SYSTRAN / faster-whisper

Faster Whisper transcription with CTranslate2
MIT License
10.2k stars 858 forks source link

enable vad_filter cause timestamp mismatch #230

Open iorilu opened 1 year ago

iorilu commented 1 year ago

I tested some videos

if the silence duration is long , then enable vad_filter will be effective

but if video is as normal, then enable vad_filter may cause more timestamp mismatch

is there a good solution to apply to all videos(audios) , just try to make timestamp as accurate as possible

guillaumekln commented 1 year ago

Is it possible for you to share the video/audio where you see the issue?

iorilu commented 1 year ago

it's not some public video , i can't share it now

but maybe i will try some youtube videos later and see if similar issue will happen

albert-id commented 1 year ago

Same thing.

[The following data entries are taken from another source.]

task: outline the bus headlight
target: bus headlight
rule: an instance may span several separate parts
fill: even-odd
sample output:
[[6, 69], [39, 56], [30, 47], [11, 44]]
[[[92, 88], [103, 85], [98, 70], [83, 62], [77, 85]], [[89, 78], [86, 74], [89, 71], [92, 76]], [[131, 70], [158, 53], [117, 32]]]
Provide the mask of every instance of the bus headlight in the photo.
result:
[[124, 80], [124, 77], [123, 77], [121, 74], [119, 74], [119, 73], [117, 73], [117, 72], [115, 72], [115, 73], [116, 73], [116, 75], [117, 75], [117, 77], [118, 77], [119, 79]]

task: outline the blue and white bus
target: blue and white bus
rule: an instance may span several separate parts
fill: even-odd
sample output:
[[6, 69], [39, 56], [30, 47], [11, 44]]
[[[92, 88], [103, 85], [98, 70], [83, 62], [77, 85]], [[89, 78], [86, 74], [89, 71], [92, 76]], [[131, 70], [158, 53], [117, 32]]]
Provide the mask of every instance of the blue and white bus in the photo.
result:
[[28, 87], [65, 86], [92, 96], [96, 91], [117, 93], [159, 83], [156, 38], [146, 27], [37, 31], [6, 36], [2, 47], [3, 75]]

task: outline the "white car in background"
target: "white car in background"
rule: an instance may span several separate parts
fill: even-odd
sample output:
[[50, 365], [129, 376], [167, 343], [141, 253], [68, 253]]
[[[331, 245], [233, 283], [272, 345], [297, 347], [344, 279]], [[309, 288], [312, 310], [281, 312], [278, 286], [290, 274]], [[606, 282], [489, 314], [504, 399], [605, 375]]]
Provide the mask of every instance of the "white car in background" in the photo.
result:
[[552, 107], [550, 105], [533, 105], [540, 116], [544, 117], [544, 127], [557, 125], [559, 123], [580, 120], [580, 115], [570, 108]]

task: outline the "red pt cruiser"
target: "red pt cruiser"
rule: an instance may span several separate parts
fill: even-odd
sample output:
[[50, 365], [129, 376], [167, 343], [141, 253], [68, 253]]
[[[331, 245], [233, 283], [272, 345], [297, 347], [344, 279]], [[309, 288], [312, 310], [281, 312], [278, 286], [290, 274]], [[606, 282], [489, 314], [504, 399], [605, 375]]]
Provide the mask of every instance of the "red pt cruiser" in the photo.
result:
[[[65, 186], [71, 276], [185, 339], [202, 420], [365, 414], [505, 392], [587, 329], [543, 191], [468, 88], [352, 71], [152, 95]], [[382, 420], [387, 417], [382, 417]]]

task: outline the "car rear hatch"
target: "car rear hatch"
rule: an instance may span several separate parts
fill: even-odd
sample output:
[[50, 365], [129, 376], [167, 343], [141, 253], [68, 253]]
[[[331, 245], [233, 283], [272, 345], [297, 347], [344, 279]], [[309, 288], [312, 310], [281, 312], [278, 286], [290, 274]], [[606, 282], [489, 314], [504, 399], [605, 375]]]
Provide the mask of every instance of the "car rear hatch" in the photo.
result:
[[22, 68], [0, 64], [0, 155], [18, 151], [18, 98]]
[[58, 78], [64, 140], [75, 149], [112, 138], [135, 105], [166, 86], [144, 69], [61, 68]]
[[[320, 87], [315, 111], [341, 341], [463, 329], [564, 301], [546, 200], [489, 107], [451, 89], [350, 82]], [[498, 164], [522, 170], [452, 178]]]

With vad_filter=True words timestamps in some segments are stretched out for the speech segment duration.

phineas-pta commented 1 year ago

here an example: https://www.youtube.com/watch?v=B0kAq2HxdmE

transcription command:

import faster_whisper
model = faster_whisper.WhisperModel("large-v2", device="cuda")

segments, info = model.transcribe(
    "audio.webm", language="vi", vad_filter=True,
    vad_parameters={"max_speech_duration_s": 15}
)

... # to .srt

result:

image

liwangd commented 10 months ago

here an example: https://www.youtube.com/watch?v=B0kAq2HxdmE

transcription command:

import faster_whisper
model = faster_whisper.WhisperModel("large-v2", device="cuda")

segments, info = model.transcribe(
    "audio.webm", language="vi", vad_filter=True,
    vad_parameters={"max_speech_duration_s": 15}
)

... # to .srt

result:

image

I am seeing the same issue. If the audio starts with music (say for 40s), the start time of the first segment often includes the music (e.g. starts from 0s, rather 41s). I also noticed that with word_timestamps enabled, this problem can be alleviated.

jet082 commented 1 month ago

Came here to confirm the same problem. word_timestamps does seem to help though.